The International Monetary Fund lowered its global growth forecast to 3.0% for 2026 in its July 2026 World Economic Outlook update, down from the 3.5% average of 2024–25. Inflation is expected to rise to 4.7% this year. The recovery, as is traditional, is scheduled for two weeks into the following year.
A forecast, gently lowered
The IMF projects 3.0% global growth in 2026 and 3.4% in 2027, “broadly unchanged on a cumulative basis” from April. Reuters reported the fund trimmed 2026 growth to 3% and raised its headline inflation call to 4.7%, with world trade growth easing to 3.5%. The downgrade, officials stressed, is modest and, importantly, does not affect the forecast’s forward position by more than a fortnight.

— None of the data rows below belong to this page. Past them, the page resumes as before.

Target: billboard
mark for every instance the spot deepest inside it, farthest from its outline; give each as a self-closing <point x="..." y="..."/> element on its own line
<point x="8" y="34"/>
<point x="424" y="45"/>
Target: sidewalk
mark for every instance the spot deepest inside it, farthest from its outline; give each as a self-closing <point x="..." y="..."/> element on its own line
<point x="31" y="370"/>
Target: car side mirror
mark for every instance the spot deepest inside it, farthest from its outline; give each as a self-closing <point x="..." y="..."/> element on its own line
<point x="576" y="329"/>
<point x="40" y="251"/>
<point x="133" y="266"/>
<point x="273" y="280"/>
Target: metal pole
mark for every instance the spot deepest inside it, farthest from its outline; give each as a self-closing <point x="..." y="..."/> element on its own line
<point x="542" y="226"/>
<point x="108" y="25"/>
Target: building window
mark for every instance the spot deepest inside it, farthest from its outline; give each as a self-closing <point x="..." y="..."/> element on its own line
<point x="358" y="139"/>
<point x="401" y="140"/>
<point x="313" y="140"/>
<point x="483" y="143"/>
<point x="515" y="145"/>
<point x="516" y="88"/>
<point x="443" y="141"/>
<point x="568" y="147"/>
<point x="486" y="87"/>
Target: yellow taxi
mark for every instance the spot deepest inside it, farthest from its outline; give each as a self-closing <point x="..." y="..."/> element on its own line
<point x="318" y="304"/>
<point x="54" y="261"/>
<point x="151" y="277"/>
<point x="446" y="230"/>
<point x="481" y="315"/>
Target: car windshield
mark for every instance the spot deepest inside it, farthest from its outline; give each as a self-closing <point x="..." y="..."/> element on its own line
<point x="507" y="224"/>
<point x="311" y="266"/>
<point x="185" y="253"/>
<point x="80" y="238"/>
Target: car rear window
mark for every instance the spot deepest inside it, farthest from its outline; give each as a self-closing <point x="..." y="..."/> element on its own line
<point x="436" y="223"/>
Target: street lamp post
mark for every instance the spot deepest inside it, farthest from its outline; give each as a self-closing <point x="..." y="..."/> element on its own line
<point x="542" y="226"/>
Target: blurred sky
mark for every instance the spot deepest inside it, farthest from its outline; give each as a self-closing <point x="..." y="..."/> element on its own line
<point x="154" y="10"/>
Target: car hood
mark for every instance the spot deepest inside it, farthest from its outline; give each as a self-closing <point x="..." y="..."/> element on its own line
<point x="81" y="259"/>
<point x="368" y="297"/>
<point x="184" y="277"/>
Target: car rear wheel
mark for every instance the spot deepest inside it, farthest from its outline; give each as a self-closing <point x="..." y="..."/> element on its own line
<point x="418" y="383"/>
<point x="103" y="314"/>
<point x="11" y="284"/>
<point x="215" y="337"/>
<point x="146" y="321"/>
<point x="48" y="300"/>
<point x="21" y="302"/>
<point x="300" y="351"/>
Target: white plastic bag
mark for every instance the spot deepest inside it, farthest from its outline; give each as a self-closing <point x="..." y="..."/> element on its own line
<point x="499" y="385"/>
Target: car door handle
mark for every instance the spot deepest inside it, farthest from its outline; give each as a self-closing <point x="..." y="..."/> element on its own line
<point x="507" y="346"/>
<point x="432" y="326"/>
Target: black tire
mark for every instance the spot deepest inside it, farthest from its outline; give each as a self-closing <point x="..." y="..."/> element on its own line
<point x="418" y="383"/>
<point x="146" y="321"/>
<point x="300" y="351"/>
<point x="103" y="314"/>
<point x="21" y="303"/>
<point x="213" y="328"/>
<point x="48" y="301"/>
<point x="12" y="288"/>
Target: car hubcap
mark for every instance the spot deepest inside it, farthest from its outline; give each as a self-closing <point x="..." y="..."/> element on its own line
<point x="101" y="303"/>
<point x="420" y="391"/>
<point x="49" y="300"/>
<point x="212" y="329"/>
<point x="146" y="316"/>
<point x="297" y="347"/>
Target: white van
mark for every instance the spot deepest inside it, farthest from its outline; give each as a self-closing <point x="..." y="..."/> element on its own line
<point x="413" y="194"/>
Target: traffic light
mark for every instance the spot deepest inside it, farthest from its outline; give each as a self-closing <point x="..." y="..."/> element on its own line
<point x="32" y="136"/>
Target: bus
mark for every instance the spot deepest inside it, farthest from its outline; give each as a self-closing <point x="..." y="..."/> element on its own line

“It is the most reliable forecast in Washington,” said a staffer who asked not to be named because he was, in fact, a spreadsheet. “We lower it. We hold it. We lift it next year. The clock resets. The recovery is two weeks from the next revision, indefinitely.”
The rebound that resets the clock
Analysts note the pattern is the product: each quarterly update is the one that would deliver the turn, and each is followed by another update. The 2027 rebound arrives, by definition, two weeks after 2026 ends, a date that approaches and is replaced by the next.
Officials dismissed the concern, noting the upswing is also roughly two weeks out, which they described as “a complete coincidence, compounded annually.”
Sources
- World Economic Outlook Update, July 2026 — IMF — verifies the 3.0% (2026) and 3.4% (2027) growth projections and the “broadly unchanged cumulatively” framing versus April.
- IMF lowers 2026 global growth forecast to 3%, sees rebound in 2027 — Reuters — verifies the 3% 2026 cut, the 4.7% inflation call, and 3.5% trade growth easing.